Babe Ruth’s Sporting News card from 1916 (his pre-Yankee days) sold for $717,000 in a 2016 auction. It was far from the only auction that featured this card of a young Bambino, though. In 2017, the same card with the same PSA grade fetched around $550,000. It's just another example of how selling at the right time and finding the right buyer can make a six-figure difference.

4. PETE ROSE/PEDRO GONZALEZ/KEN MCMULLEN/AL WEIS, 1963 TOPPS // $717,000

So how did a card like this wind up taking $717,000 at auction? It's not nearly as old as a Ruth card, yet it went for just as much money. Well, for one, it features Pete Rose on it, and anything with "The Hit King" is going to get some interest. Another reason is that it was graded a perfect 10 by the PSA, which is exceedingly rare for any card of its age. It's the only copy of this particular card ever to get that rating, and for collectors, that's a big deal. This one won't fetch nearly as much in any other condition, though, as a 9 grade might get around $70,000 at auction.

5. "SHOELESS" JOE JACKSON, 1909 AMERICAN CARAMEL // $667,149

"Shoeless" Joe Jackson was the most high-profile baseball name to be linked to the notorious Black Sox Scandal, but that hasn't hurt his worth on the collectible market. In 2016, a PSA grade 8 copy of what's considered to be Jackson's rookie card sold at auction for $667,149. In 2008, the same card with a lower grade went for $86,975, so it just goes to show that a card's condition can make all the difference.

6. NOLAN RYAN/JERRY KOOSMAN, 1968 TOPPS // $612,359

Like the Rose rookie card, this Nolan Ryan/Jerry Koosman combo piece was rated a perfect 10 and was rewarded with $612,359 at auction, far higher than it would have been otherwise. In fact, of the 8000 Ryan/Koosman rookie cards that have been submitted, it's the only one to receive a perfect score.
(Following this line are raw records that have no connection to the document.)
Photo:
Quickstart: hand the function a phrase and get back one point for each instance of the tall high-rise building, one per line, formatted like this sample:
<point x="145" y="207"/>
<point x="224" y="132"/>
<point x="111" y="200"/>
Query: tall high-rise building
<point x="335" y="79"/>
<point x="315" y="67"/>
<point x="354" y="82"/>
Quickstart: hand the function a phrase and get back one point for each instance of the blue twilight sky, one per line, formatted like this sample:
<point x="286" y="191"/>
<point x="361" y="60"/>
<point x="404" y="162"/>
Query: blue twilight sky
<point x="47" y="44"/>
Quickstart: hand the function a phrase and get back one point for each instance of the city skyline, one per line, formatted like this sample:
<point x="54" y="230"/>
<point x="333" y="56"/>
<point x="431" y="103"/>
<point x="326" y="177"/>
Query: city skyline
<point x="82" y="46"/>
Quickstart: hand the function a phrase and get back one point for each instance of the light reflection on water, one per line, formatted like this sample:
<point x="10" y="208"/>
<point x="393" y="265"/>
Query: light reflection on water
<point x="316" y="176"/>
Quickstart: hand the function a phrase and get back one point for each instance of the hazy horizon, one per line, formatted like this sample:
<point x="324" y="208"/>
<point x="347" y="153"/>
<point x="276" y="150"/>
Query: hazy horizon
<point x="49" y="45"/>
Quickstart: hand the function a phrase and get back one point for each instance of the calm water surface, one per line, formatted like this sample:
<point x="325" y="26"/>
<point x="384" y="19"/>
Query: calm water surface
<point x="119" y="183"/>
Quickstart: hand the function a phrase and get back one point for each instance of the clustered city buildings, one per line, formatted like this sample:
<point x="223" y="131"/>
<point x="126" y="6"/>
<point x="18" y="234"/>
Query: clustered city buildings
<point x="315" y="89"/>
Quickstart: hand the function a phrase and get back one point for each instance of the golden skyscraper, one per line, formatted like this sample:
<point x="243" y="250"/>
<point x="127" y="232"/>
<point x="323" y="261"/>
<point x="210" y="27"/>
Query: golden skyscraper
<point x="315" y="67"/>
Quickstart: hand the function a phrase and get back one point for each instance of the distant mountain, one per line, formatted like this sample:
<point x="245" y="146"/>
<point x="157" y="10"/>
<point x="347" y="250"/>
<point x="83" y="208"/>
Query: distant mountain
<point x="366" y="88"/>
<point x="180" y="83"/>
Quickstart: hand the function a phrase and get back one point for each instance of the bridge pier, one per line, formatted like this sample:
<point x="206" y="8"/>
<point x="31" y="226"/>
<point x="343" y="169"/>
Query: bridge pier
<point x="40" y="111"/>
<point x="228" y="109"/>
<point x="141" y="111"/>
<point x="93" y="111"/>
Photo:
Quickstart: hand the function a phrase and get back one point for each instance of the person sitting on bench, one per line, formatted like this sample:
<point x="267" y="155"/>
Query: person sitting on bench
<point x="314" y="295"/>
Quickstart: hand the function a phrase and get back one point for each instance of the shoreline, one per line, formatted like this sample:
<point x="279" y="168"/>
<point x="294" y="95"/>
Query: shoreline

And that pristine condition is exactly why it commanded that price—when you put a 9 grade on the same card, for example, its value goes down to around $20,000 to $30,000.

7. BABE RUTH, 1914 BALTIMORE NEWS // $575,000

It shouldn't come as a surprise that the Babe wound up on this list twice. This time, the Sultan of Swat is seen as a minor league pitcher for the Baltimore Orioles, well before his home run prowess was realized. In 2012, Robert Edwards Auctions sold a PSA 2 graded copy of the card for an impressive $575,000. And if you want a rare card, this is it: It's generally agreed upon that there are only around 10 in existence.

8. WILLIE MAYS, 1952 TOPPS // $478,000

In 2016, Heritage Auctions held a Sports Collectibles Auction that over three days sold $11 million of memorabilia. The single most valuable item sold was a $478,000 Willie Mays card. While not his rookie card, it was the first Topps card to feature the legendary centerfielder.

9. ROBERTO CLEMENTE, 1955 TOPPS // $478,000

All-time great Roberto Clemente, a member of the 3000-hit club and the Baseball Hall of Fame, died tragically in a plane crash en route to Nicaragua to contribute to earthquake relief in 1972. In 2012, his 1955 rookie card—graded a rare 10 by PSA—sold for $432,690. But four years later (showing that timing can be more important than grade), a 1955 Roberto Clemente card that was graded a 9 sold for $478,000 (however, the same card with a PSA grade of 8 is worth around $30,000). An interesting note about the 2012 sale is that the card was owned by former big leaguer Dmitri Young, who auctioned a large portion of his impressive collection in 2012 for $2.4 million.

10. JOE DOYLE, N.Y. NAT'L, 1909-1911 ATC T206 // $414,750

“Slow Joe” Doyle might not be the most famous player on this list, but he has one of the most notorious cards on the market. First off, this particular card is over 100 years old, so there are reported to be less than a dozen in circulation. But most importantly, there was a printing error on the card, listing Doyle as playing for New York's National League team, rather than the correct American League team (he was a member of the New York Highlanders, which would eventually become the Yankees; it’s thought the confusion was due to Larry Doyle being on New York’s National League team). The error was quickly fixed, so a majority of them hit the market with the correct wording. The card has come to auction only a few times in recent years, bringing in anywhere from $64,099 to a staggering $414,750. Not bad for a pitcher with a career record of 22-21.